Hirota was born on 14 February 1878, in Kaji-machi dori (鍛冶町通り) in what is now part of Chūō-ku, Fukuoka, Fukuoka Prefecture, to stonemason Hirota Tokubei (廣田 徳平). His father had been adopted into the Hirota family of stonemasons.

Tokubei married Take (タケ), a daughter of the president of a Japanese noodle company. On 14 February 1878, the couple had a son, whom Tokubei named Jōtarō (丈太郎).

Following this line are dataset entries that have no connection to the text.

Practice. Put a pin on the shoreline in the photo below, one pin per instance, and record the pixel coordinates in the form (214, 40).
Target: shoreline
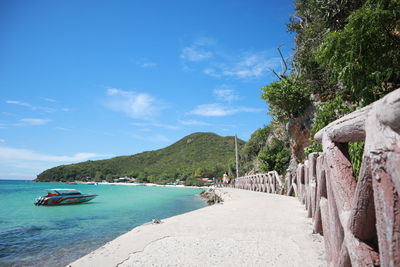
(249, 228)
(128, 184)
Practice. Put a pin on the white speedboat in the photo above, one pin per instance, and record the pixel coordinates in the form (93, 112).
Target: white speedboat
(63, 197)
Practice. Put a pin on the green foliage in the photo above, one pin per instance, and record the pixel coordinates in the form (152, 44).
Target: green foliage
(329, 111)
(287, 98)
(275, 156)
(365, 55)
(200, 154)
(256, 142)
(311, 21)
(356, 151)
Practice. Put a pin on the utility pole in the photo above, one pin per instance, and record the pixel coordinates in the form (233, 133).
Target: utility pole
(237, 158)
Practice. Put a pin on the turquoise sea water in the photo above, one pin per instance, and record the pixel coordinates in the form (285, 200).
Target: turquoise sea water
(54, 236)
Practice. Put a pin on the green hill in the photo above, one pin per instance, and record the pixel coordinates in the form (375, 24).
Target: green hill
(196, 155)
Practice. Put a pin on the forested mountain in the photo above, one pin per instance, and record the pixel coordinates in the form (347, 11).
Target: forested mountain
(196, 155)
(346, 56)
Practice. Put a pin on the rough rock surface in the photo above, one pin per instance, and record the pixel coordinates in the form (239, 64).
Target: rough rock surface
(248, 229)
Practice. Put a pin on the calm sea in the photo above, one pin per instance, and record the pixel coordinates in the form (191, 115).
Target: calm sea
(54, 236)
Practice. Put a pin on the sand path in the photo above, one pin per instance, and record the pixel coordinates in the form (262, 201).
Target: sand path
(248, 229)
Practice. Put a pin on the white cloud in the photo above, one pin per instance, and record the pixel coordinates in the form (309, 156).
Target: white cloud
(195, 122)
(24, 104)
(212, 110)
(33, 122)
(20, 103)
(219, 110)
(158, 138)
(148, 65)
(132, 104)
(8, 153)
(250, 65)
(195, 53)
(216, 62)
(49, 99)
(225, 94)
(153, 124)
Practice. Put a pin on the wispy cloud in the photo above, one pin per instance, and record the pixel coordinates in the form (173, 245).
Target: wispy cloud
(8, 153)
(20, 103)
(49, 99)
(219, 110)
(132, 104)
(199, 50)
(148, 65)
(195, 53)
(214, 61)
(223, 93)
(195, 123)
(33, 122)
(158, 138)
(27, 105)
(249, 65)
(154, 124)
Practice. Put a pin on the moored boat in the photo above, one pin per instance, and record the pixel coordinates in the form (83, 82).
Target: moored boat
(63, 197)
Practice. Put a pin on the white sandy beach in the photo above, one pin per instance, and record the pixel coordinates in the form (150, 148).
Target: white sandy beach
(248, 229)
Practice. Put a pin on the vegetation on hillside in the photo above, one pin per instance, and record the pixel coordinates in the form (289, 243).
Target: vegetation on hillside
(347, 55)
(194, 156)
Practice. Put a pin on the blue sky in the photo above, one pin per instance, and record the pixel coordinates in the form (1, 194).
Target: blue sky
(84, 80)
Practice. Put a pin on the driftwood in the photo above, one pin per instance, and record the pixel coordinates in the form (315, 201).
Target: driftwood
(359, 218)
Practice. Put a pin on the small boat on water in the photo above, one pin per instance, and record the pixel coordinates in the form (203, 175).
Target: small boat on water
(63, 197)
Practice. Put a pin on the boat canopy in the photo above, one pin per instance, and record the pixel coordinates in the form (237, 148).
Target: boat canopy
(62, 191)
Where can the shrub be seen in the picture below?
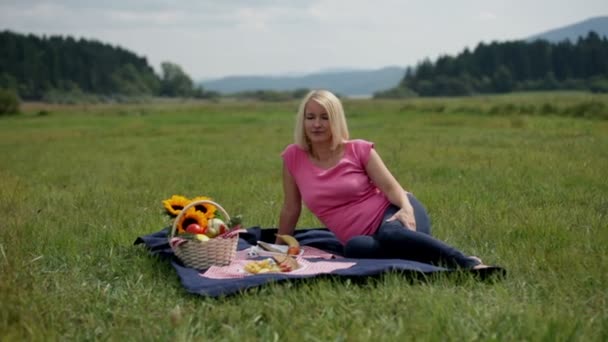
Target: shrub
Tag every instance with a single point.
(9, 102)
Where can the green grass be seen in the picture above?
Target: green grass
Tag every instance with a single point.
(525, 190)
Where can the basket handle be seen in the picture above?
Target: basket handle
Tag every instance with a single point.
(192, 204)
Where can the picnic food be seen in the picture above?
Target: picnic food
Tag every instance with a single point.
(215, 227)
(262, 266)
(294, 245)
(194, 228)
(279, 263)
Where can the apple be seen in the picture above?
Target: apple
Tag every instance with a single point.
(202, 237)
(216, 227)
(194, 228)
(293, 250)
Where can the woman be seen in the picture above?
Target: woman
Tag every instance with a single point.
(347, 186)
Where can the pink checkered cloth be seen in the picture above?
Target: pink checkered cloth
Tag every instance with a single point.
(307, 267)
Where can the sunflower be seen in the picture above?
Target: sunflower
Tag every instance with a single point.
(189, 217)
(207, 209)
(175, 204)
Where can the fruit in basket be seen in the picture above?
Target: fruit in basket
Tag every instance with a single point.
(201, 237)
(294, 245)
(216, 227)
(194, 228)
(293, 250)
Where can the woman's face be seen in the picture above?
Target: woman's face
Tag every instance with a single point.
(316, 123)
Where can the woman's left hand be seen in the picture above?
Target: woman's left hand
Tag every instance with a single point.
(406, 216)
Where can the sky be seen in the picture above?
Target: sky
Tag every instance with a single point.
(214, 39)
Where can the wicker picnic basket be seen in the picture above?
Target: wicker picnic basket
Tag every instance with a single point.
(218, 251)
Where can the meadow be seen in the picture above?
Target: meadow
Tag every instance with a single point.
(519, 180)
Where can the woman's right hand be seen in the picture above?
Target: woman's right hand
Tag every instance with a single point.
(406, 216)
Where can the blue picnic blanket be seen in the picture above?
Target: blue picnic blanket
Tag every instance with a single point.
(195, 282)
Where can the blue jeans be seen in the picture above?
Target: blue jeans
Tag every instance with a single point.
(394, 241)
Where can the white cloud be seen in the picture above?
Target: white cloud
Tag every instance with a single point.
(215, 38)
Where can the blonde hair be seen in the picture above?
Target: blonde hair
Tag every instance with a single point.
(335, 112)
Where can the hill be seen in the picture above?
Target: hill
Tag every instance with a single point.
(347, 82)
(572, 32)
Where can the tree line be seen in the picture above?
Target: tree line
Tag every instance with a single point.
(38, 68)
(501, 67)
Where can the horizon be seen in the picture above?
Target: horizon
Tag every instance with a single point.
(257, 39)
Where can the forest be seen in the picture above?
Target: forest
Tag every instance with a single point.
(55, 68)
(502, 67)
(42, 68)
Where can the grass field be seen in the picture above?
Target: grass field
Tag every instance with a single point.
(523, 188)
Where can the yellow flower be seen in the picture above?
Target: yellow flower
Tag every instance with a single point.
(175, 204)
(189, 217)
(206, 208)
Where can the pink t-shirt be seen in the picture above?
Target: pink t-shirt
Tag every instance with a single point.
(343, 197)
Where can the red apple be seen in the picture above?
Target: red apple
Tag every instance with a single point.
(194, 228)
(293, 250)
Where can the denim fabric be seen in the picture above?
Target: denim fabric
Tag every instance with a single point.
(393, 240)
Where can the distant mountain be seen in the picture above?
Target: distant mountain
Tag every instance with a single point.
(572, 32)
(344, 82)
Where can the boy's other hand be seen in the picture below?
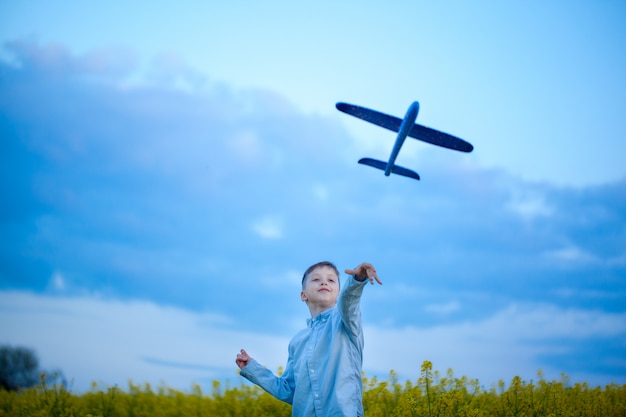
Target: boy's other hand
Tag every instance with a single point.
(364, 271)
(242, 359)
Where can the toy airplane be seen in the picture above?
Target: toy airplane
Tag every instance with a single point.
(405, 127)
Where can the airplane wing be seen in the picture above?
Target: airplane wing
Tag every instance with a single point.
(418, 131)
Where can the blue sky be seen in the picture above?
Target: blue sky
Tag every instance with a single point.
(168, 173)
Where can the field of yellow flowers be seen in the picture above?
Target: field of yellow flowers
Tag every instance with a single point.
(431, 395)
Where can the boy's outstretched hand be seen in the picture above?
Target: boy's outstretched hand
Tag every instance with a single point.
(242, 359)
(365, 271)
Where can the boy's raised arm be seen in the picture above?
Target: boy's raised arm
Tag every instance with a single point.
(365, 271)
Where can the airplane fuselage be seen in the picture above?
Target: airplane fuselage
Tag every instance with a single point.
(403, 132)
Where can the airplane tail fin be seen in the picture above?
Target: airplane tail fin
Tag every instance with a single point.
(396, 169)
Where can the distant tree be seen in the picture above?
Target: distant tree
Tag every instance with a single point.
(19, 368)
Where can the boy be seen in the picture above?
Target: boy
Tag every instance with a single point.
(323, 373)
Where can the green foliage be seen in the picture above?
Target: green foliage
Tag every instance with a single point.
(432, 395)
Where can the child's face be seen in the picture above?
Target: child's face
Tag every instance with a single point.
(321, 287)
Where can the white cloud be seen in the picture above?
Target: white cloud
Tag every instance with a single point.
(529, 204)
(111, 342)
(571, 254)
(443, 309)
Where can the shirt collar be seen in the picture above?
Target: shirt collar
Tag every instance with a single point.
(320, 318)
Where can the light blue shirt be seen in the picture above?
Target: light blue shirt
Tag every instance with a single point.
(323, 373)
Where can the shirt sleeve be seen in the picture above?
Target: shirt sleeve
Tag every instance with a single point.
(349, 306)
(280, 387)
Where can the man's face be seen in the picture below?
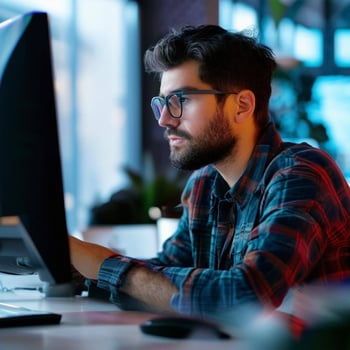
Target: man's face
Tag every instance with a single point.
(205, 132)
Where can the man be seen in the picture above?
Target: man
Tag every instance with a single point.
(259, 216)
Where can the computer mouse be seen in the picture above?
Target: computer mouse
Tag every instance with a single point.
(183, 327)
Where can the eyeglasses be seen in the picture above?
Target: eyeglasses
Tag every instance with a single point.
(174, 101)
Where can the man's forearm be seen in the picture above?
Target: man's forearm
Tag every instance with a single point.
(150, 288)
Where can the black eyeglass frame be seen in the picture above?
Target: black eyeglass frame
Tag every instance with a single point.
(164, 101)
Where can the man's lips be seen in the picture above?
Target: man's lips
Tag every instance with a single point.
(175, 140)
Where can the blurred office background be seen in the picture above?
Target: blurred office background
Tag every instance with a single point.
(103, 94)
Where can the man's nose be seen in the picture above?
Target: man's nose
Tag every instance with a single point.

They later had three more children. Tokubei's name is engraved on the epigraph that recognized masons who contributed to the construction of a statue of Emperor Kameyama in Higashi kōen (東公園) in Fukuoka city.

Hirota's writing was recognized as good from a young age since the name plate of the torii gate of Suikyo Shrine was written by Hirota when he was 11.
After attending Shuyukan, he continued his education at Tokyo Imperial University and graduated with a law degree. One of his classmates was the postwar Prime Minister Shigeru Yoshida.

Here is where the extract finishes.